Avoid exposure to the sun as well as tanning beds. Phenergan may cause sunburn more quickly. Protect yourself with protective clothes and sunscreen (SPF 30 or more) while you're outdoors.

Side effects of Phenergan

Contact a medical professional immediately. If you notice any indications that indicate an allergic reaction, like hives, trouble breathing, or swelling of your lips, face, tongue, throat, or face, Stop using Phenergan immediately and contact your doctor immediately. If you are suffering from:

  • Excessive drowsiness; deep or weak breathing;
  • A feeling of lightheadedness, as if you're passing out;
  • Confusion, agitation, hallucinations, and nightmares;
  • Seizure (convulsions);
  • Heartbeats that are slow or fast
  • Jaundice (yellowing of the eyes or skin);
  • Uncontrolled muscle movements in your facial muscles (chewing lipsmacking, chewing mouth movements, frowning, blinking, or eye movements);
  • Bleeding or bruising (nosebleeds and bleeding gums);
  • Suddenly feeling weak or sick or ill-feeling, including fever, chills and sore throats or mouth sores, swelling or red gums, difficulty swallowing; or
  • Very rigid (rigid) muscles cause excessive anxiety, confusion, and sweating. Rapid or irregular heartbeats, it feels like you may be struck.

Other side effects, such as insomnia and extreme drowsiness, could be more prevalent in older adults.

Common Phenergan side effects can include:

  • Drowsiness, dizziness;
  • Ringing in your ears
  • Double vision;
  • Being anxious;
  • Dry mouth dry mouth
  • Tiredness, sleep issues (insomnia)

This isn't an exhaustive list of possible side effects, and others could happen. Contact your doctor for advice regarding medical effects. You can report symptoms to the FDA at 1-800-FDA-1088.

Interaction with other drugs

Medicines for colds or allergies, medications for pain relief, sedatives, sleeping medication, muscle relaxers, and medicines for depression, seizures, or anxiety could interact with Phenergan, causing medical issues or worsening the risk of adverse effects. Inform your physician if you regularly take any of these medications.
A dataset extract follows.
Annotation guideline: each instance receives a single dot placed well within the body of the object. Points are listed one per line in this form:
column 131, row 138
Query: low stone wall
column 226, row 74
Tell your physician if you are taking any of the following drugs:

  • Lithium (Eskalith, Lithobid);
  • Atropine (Atreza, Sal-Tropine), belladonna (Donnatal, and others, as well as atropine (Atreza, Sal-Tropine), belladonna (Don Cogentin), dimenhydrinate (Dramamine), methscopolamine (Pamine), and scopolamine (Transderm-Scop);
  • Blood pressure medication, such as guanadrel (Hylorel), guanethidine (Ismelin), propranolol (Inderal), and other blood pressure medications;
  • A blood thinner, such as warfarin (Coumadin);
  • Bronchodilators like Ipratropium (Atrovent) as well as the tiotropium (Spiriva);
  • Bladder or urinary medication like Oxybutynin (Ditropan, Oxytrol), Solifenacin (Vesicare), and many more
  • A MAO inhibitor, such as isocarboxazid (Marplan) or tranylcypromine (Parnate), phenelzine (Nardil), selegiline (Eldepryl, Emsam), or methylene blue injections;
  • Medications to treat those suffering from Parkinson's illness, restless legs syndrome, pituitary gland tumor (prolactinoma), as well as
  • Medication to treat stomach ulcers or irritable bowel syndrome, like dicyclomine (Bentyl), glycopyrrolate (Robinul), hyoscyamine (Anaspaz, Cystospaz, Levsin, and many others), mepenzolate (Cantil), and propantheline (Pro-Banthine).

This list isn't complete, and there are numerous other medications that interfere with Phenergan. Inform your doctor of the prescription and non-prescription supplements, including minerals, vitamins, and herbal products, as well as medications prescribed by your doctor. Don't start any new medication without first talking to your doctor. Keep a note of every medication you use. You can show this list to your physician or other health professional who will treat you.